Julho acabou, agosto já começou e, para muitos empresários responsáveis pela gestão de pequenas e médias empresas, fica aquela sensação de que o ano passou rápido demais.

Mas ainda não é hora de jogar a toalha, muito menos de deixar todas as decisões importantes para esse último semestre. Pelo contrário: este é um dos melhores momentos para olhar os números, entender o que mudou e organizar os próximos passos da sua empresa.

Julho trouxe alertas importantes para a gestão de pequenas e médias empresas. A adaptação às novas regras tributárias avançou, o crédito continuou exigindo cuidado e os desafios relacionados a vendas, produtividade e organização da equipe permaneceram no radar dos pequenos negócios.

Entretanto, agosto chega como um mês de retomada.

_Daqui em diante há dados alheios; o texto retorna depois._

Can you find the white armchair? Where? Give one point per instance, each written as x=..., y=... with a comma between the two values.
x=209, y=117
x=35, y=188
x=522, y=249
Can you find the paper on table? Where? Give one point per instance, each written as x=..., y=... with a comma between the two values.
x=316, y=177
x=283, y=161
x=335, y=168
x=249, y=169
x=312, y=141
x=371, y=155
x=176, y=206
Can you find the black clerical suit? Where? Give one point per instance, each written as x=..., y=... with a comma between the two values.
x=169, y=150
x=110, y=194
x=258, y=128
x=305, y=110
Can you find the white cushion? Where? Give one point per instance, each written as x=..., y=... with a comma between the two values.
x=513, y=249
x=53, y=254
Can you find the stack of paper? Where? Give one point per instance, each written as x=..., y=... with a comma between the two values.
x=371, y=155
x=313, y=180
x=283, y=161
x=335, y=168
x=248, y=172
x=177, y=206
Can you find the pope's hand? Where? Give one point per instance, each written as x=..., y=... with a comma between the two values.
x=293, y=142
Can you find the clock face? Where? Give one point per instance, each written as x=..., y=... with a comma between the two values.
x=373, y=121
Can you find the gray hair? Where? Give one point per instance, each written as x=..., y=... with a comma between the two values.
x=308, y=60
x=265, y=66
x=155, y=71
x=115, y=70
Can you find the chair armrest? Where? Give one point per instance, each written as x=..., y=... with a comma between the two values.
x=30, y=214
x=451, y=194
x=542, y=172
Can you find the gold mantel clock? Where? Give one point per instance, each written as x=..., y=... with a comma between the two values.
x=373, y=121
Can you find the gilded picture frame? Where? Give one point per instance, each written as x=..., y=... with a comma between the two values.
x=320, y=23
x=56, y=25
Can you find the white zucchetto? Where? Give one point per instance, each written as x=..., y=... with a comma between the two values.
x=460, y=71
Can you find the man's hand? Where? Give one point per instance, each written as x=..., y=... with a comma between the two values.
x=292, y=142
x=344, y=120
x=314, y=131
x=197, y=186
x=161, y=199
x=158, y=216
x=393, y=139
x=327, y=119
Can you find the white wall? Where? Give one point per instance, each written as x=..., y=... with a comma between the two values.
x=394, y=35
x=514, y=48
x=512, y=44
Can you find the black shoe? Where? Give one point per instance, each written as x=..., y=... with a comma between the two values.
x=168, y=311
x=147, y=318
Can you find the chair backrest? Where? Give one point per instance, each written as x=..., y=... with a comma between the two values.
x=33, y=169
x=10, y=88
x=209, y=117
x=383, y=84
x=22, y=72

É hora de revisar o fluxo de caixa, ajustar metas, corrigir o que não funcionou no primeiro semestre e começar a preparar a empresa para as oportunidades e os desafios da reta final do ano.

Vamos separar o que realmente interessa para a gestão de pequenas e médias empresas e usar as notícias e tendências do momento para tomar decisões práticas para o seu negócio. Sem complicação e, principalmente, sem aquela velha estratégia de torcer para dar tudo certo.

O que julho revelou sobre gestão para pequenas empresas

Julho reforçou que gestão financeira, tributação e operação estão cada vez mais conectadas.

Com o avanço da Reforma Tributária, as PME’s precisam acompanhar mudanças na emissão de notas, conversar com o contador e entender como novas regras podem afetar preços, margens e caixa.

Reforma Tributária e split payment

Um ponto importante é entender como funciona o split payment. Nesse modelo, o imposto é separado no momento do pagamento, o que pode reduzir o valor que efetivamente entra no caixa, impactando o fluxo de caixa das empresa.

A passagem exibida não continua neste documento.